Chips are strategic! It is time to rethink the supply chain. OEMs are enjoying a free semiconductor ride — $35-$450 vs. semiconductor firms $9. We need to look at strategic visionaries, long-term balance sheet security, total cost of business, etc. We are now looking at ‘Partnership’ business model. and long-term goals and shared visions.

Semiconductor industry is structurally unstable. Shortages are triggered by under capacity, leading to under investment and increased demand. Oversupply is triggered by excess capacity, leading to over investment and market collapse.

It is impossible to achieve sustainable supply and demand balance. Demand can change very rapidly (up and down), but, capacity can’t! The industry needs a new model. OEMs also need to share capex business risk. This is what the semiconductor industry and the Chips Acts really should be focusing on. Whoever resolves this conundrum really will gain a strategic edge.

Points to ponder!
So, what’s keeping the chip industry executives awake at night? How sustainable is the current value-based rebound? Well, its not until IC unit growth returns.

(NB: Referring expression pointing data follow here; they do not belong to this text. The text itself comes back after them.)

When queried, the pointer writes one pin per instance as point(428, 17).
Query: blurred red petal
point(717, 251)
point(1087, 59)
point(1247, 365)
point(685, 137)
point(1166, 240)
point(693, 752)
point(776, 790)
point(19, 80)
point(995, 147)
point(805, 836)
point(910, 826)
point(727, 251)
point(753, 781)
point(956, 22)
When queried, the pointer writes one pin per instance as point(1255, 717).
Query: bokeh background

When will unit growth return? It’s unlikely before Q2-2024. Can the world economy continue to defy gravity forever? Extremely unlikely, but no-one knows when/how the correction will come. Is the current surge in ASPs a false dawn? Its part of the normal cycle.

Is the ‘recovery’ overstated, measured against last year’s bad data? Probably, yes! But, beware the risk of ‘spreadsheet’ vs. ‘real market’ recovery. Is this the start of next semiconductor supercycle? Well, not yet!

Is AI the next industry killer product or hype? Well, both-ish! It’s a product enabler. Will the Chip Acts save or overstimulate the industry? Both! Its the caveat emptor? Caveat emptor is a Latin phrase that translates to “let the buyer beware”. Finally, how will the current China policy play out? Its a case of right problem, but wrong solution?

Summary
The 17th semiconductor industry up cycle started in Q1-2023 (ASP, not unit driven). 2024 forecast is now +16 percent (+12 percent bear and +20 percent bull). Enjoy the value growth spurt. But, beware ‘spreadsheet’ vs. ‘real recovery’. Worsening economic outlook will push recovery into bear territory.

Now, more than ever, keep an eye on the data. It’s not yet time to break open the champagne! Keep track of the industry fundamentals – it’s rarely “different this time. Don’t overthink or overhype – AI is more artificial plagiarism, not intelligence! Finally, prepare for a slowdown in value growth and plan for an untick in unit demand. Keep your eyes peeled for clues. Act decisively when needed!